Regression – Using Lasso for Feature Selection Followed by a Non-Regularized Regression

feature selectionlassologisticregression

I use Lasso logistic regression in order to identify a smaller subset of important variables. I start with N=51 (28/23) and 32 predictors.

So far it looks pretty promising, because I can identify four important predictors in my optimal model.

Now I would like to take those four predictors and examine them along with some control variables in a standard logistic regression.

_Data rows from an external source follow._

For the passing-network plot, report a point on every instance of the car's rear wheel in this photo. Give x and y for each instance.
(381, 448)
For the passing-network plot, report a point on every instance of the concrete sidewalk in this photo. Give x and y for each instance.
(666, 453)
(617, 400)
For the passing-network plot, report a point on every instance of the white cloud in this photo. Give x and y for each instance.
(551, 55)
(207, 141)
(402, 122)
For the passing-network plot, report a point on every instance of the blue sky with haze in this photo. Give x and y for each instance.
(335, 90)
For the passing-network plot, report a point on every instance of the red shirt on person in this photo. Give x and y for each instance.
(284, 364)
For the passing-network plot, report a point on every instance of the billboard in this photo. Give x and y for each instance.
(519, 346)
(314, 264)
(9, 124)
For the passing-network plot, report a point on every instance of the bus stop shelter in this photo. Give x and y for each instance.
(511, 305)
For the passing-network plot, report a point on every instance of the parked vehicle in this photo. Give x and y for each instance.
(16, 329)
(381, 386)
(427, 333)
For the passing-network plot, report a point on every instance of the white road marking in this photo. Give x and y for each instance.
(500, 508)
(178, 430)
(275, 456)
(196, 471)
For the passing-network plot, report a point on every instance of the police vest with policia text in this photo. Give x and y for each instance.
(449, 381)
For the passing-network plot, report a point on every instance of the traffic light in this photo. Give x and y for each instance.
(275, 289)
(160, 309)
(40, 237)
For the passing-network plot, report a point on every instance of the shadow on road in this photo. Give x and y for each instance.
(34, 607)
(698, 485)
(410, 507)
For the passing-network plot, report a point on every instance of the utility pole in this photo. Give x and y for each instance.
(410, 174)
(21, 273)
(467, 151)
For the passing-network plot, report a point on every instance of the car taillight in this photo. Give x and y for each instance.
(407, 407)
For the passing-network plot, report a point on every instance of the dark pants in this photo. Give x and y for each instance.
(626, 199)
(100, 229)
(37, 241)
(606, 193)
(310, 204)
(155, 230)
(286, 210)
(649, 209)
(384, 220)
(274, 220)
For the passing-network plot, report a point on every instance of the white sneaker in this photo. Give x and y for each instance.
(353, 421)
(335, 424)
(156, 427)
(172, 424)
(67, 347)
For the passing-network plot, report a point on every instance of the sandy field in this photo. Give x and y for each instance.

My question is, does that analysis strategy make sense? Is there a better way to include controls or other variables that might be interesting?

For a better understanding:

  1. Identify important variables via Lasso logistic regression

  2. Do further analysis including identified predictors and other control variables using standard logistic regression (using AIC to check model fit)

Best Answer

Note that there exist multiple iterative LASSO procedures, so in general, it is not necessarily true that you should stick with the first LASSO estimates.

For example:

  • Post-LASSO-OLS: see Belloni, Chernozhukov (2013) Least squares after model selection in high-dimensional sparse models, Bernoulli 19(2), 2013, 521–547. Also known as the LASSO-OLS hybrid (Efron et al 2004, Least angle regression. Annals of Statistics 32 407–451)

  • Adaptive LASSO (Zou 2006), eventually multiple stages (Bühlman, Meier 2008). Two-stages (or more), both using a CV procedure, the second step using a modified (re-weighted) penalty.

  • Relaxed LASSO (Meinshausen 2007), on a bunch of subsets computed by initial LASSO

Now in general, I would use one of these procedures to decide whether or not to add more variables, instead of a BIC model selection procedure.